Viviamo immersi nella burocrazia, ma esiste una “burocrazia buona”, quella che serve a definire i confini delle responsabilità e a proteggere il patrimonio sociale. In questa puntata della rubrica “Capire prima di decidere“, voglio analizzare con voi gli strumenti contrattuali che ogni amministratore deve padroneggiare per non lasciare che siano i fornitori a comandare il gioco.
La Lettera d’Intenti (LOI), l’indice della vostra tutela
Iniziare un progetto complesso, specialmente se comporta investimenti rilevanti (dai 50.000 euro in su, o comunque proporzionali alla propria propensione al rischio) richiede un passaggio preliminare: la Lettera d’Intenti (LOI).

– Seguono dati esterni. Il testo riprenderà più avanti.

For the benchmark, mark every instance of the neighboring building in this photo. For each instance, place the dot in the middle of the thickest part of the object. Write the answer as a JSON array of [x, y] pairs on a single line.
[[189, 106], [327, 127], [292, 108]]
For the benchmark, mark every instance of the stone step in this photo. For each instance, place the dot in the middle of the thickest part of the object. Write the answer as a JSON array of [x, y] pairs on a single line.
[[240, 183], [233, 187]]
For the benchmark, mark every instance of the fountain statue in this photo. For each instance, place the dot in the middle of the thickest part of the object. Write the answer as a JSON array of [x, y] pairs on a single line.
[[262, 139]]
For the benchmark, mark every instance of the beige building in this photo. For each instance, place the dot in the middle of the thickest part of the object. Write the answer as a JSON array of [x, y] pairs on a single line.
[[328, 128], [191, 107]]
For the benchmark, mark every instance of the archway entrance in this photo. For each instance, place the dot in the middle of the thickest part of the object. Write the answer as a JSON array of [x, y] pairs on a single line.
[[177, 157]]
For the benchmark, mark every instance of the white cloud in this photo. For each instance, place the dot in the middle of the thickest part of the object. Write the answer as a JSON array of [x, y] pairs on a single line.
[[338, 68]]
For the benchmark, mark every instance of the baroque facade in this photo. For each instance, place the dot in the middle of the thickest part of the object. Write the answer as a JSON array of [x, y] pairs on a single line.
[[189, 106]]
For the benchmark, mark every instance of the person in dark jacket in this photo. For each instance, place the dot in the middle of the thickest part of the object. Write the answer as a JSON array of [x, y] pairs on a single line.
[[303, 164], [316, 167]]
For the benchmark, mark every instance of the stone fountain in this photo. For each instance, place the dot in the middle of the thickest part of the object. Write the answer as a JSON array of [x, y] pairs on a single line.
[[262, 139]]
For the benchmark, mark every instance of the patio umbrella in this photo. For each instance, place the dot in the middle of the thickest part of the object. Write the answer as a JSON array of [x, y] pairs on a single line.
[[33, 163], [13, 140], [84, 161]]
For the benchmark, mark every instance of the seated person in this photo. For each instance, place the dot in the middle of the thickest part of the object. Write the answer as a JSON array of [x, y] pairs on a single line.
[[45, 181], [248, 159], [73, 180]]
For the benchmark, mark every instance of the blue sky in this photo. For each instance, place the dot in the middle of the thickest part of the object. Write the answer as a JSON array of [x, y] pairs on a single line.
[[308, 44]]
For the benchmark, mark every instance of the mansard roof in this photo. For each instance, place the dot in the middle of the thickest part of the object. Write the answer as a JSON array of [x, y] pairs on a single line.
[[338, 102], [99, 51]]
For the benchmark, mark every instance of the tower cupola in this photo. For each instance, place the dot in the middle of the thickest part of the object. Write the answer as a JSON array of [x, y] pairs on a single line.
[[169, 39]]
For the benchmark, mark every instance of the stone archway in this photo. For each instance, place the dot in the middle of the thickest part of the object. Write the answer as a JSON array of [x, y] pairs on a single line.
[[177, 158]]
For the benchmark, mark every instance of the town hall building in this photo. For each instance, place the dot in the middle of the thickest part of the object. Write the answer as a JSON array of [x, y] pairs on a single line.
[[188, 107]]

Perché la consiglio sempre come primo documento?
- Funge da indice: permette di capire velocemente cosa prevede lo sviluppo e quali contratti saranno legati alle singole fasi.
- Fornisce un canovaccio operativo: definisce come muoversi e come smarcare i punti del progetto prima di arrivare al contratto definitivo.
- Tutela la libertà di scelta: permette a entrambe le parti di valutarsi, se si capisce che il fornitore non è all’altezza, si rimane liberi da vincoli definitivi.
Capire prima di Decidere
Strategia, impresa e fisco: la rubrica video e audio con Michele Vito Falagario e Valentina Colazzo.
Le clausole che salvano l’amministratore
Il contratto reale di sviluppo o fornitura non deve essere un documento statico “scritto nella pietra” fin dall’inizio. Deve riflettere la realtà operativa, prevedendo ciò che spesso penalizza l’imprenditore: l’imprevisto.
La gestione delle varianti
Non pensate al prezzo come a un dato immutabile, un margine del 10% di variazione è spesso fisiologico. Il vero rischio, tuttavia, riguarda le tempistiche. Definire le varianti in anticipo significa sapere quanto tempo serve al fornitore per sviluppare il progetto, evitando che ritardi di mesi si trasformino in anni.
Lo Stato Avanzamento Lavori (SAL)
Il pagamento non deve essere un blocco unico. È fondamentale dividere il prezzo per l’esecuzione reale del contratto attraverso lo Stato Avanzamento Lavori (SAL). Legando le tranche economiche a note di lavoro e fasi tecniche precise, l’amministratore mantiene il controllo finanziario sul progetto: se il fornitore non rispetta la fase, il pagamento si ferma. Semplice, ma fondamentale per la tutela della liquidità aziendale.
La clausola di “Assunzione di Responsabilità”
Questa è la vera “chicca” che molti fornitori faticano a firmare, ma su cui dovete essere fermi. Una formula che libera il fornitore da responsabilità generiche ma aggiunge la dicitura “pur adoperandosi affinché ciò non avvenga” vi tutela dalla negligenza. Non si può condannare un fornitore per un imprevisto astratto, ma lo si può (e si deve) fare se non ha usato la diligenza necessaria per evitarlo.
L’Intervista al Committente, eliminare l’asimmetria informativa
C’è un passaggio che quasi tutti trascurano e che invece considero essenziale: l’Intervista al Committente. Spesso l’azienda ha in testa un’idea astratta ma non ha la minima idea di come tradurla in un progetto reale o in requisiti tecnici. Senza questa analisi iniziale:
- Il fornitore comanda il progetto: se non avete le idee chiare, sarà lui a decidere la direzione (e i costi).
- Rischio di asimmetria: finirete per pagare per qualcosa che non corrisponde a ciò che realmente desideravate.
- Mancanza di consapevolezza: l’intervista serve a fare una “radiografia” della vostra idea, rendendola solida anche per futuri controlli o partecipazioni a bandi.
Il punto di vista del commercialista
Come rappresentanti legali, ogni firma che apponete vi carica di una responsabilità diretta verso la società. Il mio consiglio è di non subire passivamente il contratto del fornitore, lavoratelo a “quattro mani” con i vostri consulenti (commercialisti e avvocati), se non capite un punto, alzate la mano e chiedete.
Ricordate che la burocrazia fatta bene non è un ostacolo, ma la prova che siete amministratori consapevoli e protetti.